BHP Quickly Expanding
Latest Move Should Improve Economics of Potash
Project.
There are moments in life that we have to sit back and just
laugh at the irony of certain events. Last week we gave an interview to a
reporter at Kiplinger’s where we stated we were not sure of the economics of
BHP’s Jansen Project, which was acquired through BHP’s purchase of Anglo Potash,
as we had not seen the latest figures. We wondered how they would make the
Jansen Project economical enough to take on the establishment represented by
Canpotex Ltd. BHP likes to have low cost mines that they can run at 100%
capacity in good times and bad and we were not sure how they could do that with
Jansen.
Enter the news announced on Thursday, when Athabasca Potash
announced that they would be purchased by BHP Billiton for C$341 million, or
C$8.35/share.

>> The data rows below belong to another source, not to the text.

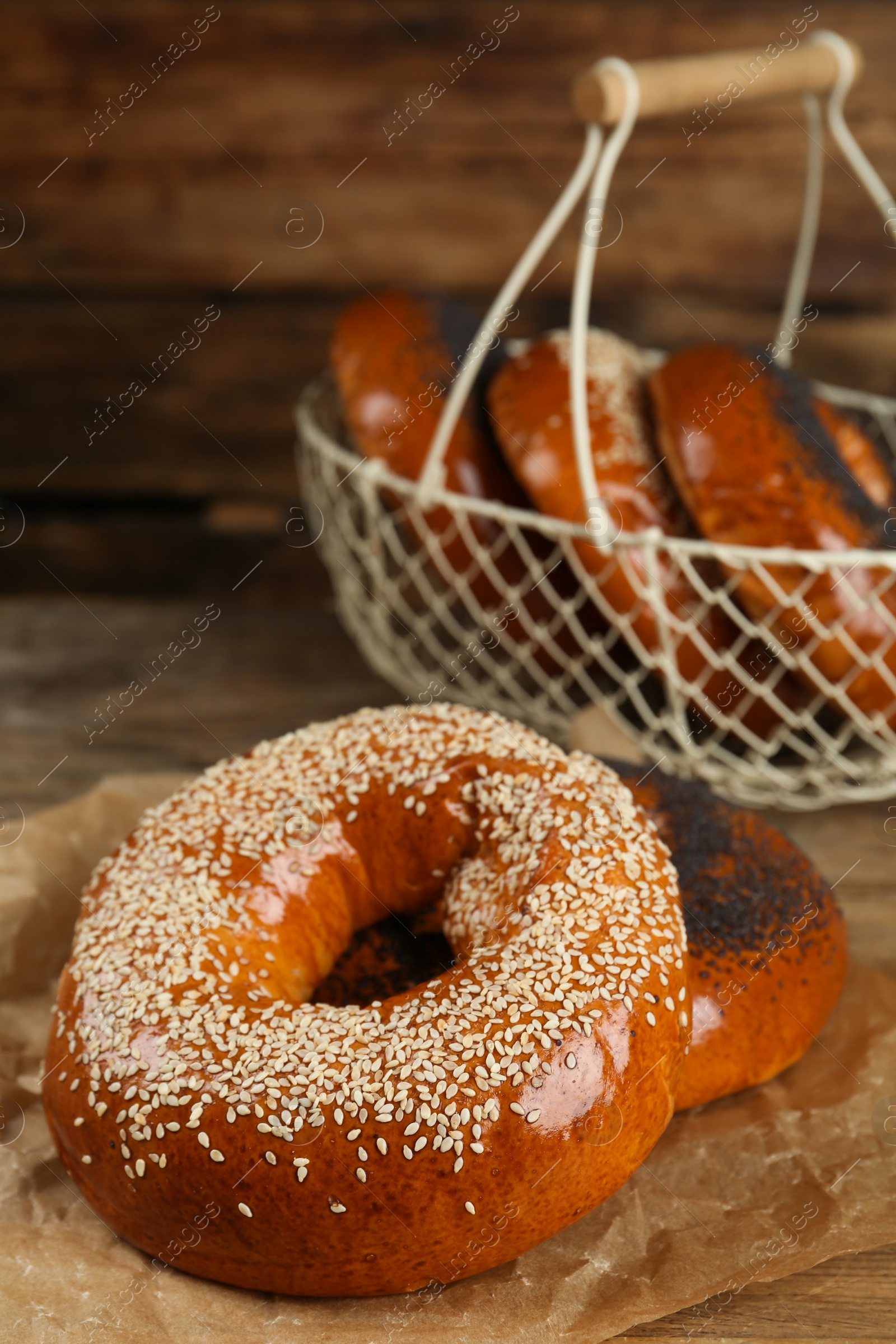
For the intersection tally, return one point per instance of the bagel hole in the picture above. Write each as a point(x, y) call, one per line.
point(388, 959)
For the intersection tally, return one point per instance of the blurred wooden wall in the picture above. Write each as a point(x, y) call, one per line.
point(143, 209)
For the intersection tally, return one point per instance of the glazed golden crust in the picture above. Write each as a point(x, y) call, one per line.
point(183, 1009)
point(755, 465)
point(394, 368)
point(393, 362)
point(766, 939)
point(530, 402)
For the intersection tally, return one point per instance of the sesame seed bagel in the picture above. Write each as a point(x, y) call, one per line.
point(367, 1150)
point(766, 939)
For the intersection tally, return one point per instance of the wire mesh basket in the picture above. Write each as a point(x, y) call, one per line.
point(526, 627)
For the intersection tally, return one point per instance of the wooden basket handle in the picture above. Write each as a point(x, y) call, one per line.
point(684, 84)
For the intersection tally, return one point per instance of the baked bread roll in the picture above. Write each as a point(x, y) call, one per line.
point(766, 939)
point(359, 1151)
point(394, 358)
point(528, 400)
point(750, 452)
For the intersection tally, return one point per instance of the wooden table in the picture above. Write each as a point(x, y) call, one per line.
point(262, 670)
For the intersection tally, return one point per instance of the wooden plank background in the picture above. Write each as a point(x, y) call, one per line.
point(128, 236)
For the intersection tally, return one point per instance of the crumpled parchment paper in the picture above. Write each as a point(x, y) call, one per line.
point(749, 1188)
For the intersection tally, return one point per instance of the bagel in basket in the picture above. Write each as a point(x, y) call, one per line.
point(394, 358)
point(530, 405)
point(358, 1150)
point(758, 460)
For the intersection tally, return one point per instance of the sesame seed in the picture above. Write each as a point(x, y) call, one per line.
point(162, 991)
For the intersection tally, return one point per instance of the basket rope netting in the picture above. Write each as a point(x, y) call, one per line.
point(511, 631)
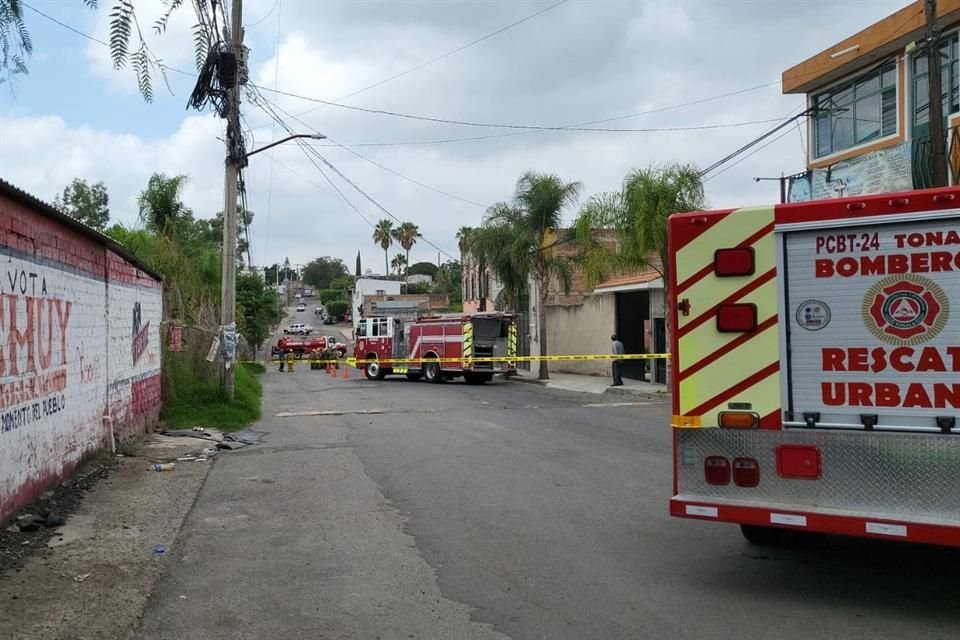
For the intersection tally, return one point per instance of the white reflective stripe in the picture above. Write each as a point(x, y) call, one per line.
point(786, 518)
point(885, 529)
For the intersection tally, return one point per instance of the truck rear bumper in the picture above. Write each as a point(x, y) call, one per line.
point(815, 519)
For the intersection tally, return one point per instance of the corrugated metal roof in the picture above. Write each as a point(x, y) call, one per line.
point(39, 206)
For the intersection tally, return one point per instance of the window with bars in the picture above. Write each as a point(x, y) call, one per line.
point(949, 83)
point(856, 112)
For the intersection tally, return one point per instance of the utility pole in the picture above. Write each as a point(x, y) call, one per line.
point(235, 156)
point(938, 141)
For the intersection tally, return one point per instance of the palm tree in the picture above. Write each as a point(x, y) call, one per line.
point(517, 241)
point(464, 236)
point(406, 235)
point(383, 235)
point(160, 205)
point(637, 215)
point(398, 263)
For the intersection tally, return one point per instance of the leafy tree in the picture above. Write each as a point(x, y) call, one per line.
point(383, 236)
point(398, 263)
point(320, 272)
point(214, 232)
point(423, 269)
point(258, 308)
point(637, 215)
point(406, 235)
point(518, 237)
point(161, 209)
point(87, 203)
point(464, 235)
point(449, 281)
point(342, 283)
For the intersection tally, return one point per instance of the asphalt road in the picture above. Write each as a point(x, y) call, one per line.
point(396, 509)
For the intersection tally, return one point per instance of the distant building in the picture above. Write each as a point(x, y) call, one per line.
point(370, 287)
point(870, 128)
point(420, 278)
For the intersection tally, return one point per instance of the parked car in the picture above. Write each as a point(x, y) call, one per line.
point(298, 328)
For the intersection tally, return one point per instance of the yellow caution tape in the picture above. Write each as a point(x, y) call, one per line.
point(353, 362)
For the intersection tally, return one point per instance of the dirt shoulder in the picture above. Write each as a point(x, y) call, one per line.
point(91, 577)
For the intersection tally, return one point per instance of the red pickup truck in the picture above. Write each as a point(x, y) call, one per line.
point(308, 344)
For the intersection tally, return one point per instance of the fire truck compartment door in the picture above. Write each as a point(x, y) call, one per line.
point(871, 324)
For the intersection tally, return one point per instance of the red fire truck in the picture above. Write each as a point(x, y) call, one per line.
point(816, 367)
point(438, 348)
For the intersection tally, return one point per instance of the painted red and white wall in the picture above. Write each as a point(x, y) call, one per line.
point(79, 347)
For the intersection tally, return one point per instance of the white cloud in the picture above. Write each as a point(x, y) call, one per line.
point(582, 61)
point(174, 46)
point(58, 153)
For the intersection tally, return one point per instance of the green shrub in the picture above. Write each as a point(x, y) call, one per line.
point(199, 402)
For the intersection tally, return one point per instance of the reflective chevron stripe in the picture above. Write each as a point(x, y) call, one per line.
point(717, 370)
point(467, 345)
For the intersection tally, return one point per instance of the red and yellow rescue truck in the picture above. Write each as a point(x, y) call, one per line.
point(816, 367)
point(437, 348)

The acquisition will give BHP the Burr Project, which is located
next to their Jansen Project. This changes the economics of the whole project
as only one actual production plant will need to be built, although now a bit
larger than they had at first anticipated.

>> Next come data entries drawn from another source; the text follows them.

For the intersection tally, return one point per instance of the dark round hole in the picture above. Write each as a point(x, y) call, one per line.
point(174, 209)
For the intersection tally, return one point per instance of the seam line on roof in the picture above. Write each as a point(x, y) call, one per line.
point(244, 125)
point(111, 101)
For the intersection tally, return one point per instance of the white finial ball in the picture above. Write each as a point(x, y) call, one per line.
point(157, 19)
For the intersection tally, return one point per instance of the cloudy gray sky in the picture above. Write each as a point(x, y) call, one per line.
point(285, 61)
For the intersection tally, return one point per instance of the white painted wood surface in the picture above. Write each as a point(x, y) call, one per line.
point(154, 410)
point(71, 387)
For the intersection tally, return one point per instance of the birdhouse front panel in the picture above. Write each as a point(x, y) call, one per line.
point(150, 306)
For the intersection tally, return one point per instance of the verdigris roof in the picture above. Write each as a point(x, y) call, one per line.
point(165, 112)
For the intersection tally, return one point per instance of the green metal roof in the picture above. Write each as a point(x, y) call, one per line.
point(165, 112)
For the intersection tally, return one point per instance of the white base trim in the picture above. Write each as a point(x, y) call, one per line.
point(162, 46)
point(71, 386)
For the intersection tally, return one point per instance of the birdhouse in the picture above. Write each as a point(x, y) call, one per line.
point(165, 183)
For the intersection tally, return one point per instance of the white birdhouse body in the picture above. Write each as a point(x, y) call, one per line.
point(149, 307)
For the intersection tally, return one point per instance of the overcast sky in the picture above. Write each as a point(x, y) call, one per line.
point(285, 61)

A few things popped out at us regarding this acquisition
which we thought very interesting. First, it has the potential to make BHP a big
player in potash. It has been rumored that they wanted to buy a current
producer (such as Potash Corp. of Saskatchewan and The Mosaic Company which have
had rumors circulating about them on and off the past year regarding BHP) which
was quite logical thinking. By doing so, BHP would have bought the right to
market their potash production through Canpotex Ltd., one of the most powerful
resource cartels in the world which would have connected BHP instantly with
customers around the world. With this latest purchase and BHP’s obvious intent
to develop their potash assets, it seems that Canpotex now has no other choice
but to invite BHP to sell their output along with the ‘Big Three’. BHP would
have to give up some autonomy, but it would be the most logical choice at this
point rather than battle it out with the established producers. After all, BHP
wants to market their output of iron ore from Australia with Rio Tinto
supposedly to cut costs, so would it not make sense to market their future
potash production from Canada with Canpotex should they be invited? We think
so.
This acquisition also should be a boost for some of the
juniors looking for capital to build their projects. This takes one more junior
out of the running for the investment dollars from China and India and brings an
increased probability that they receive these investment dollars from those
requiring vast quantities of potash in the future. Our guess is that Brazil
stays away with the development of their potash assets and India will not be an
eager investor at this time. Leaving China, who we have already seen enter
tentatively into a few deals already (although the closing of those deals has
not always taken place). We see China as the most likely suitor, so BHP’s move
to invest lower down the food chain so to speak increases demand relative to
supply of potash juniors with projects ready for development.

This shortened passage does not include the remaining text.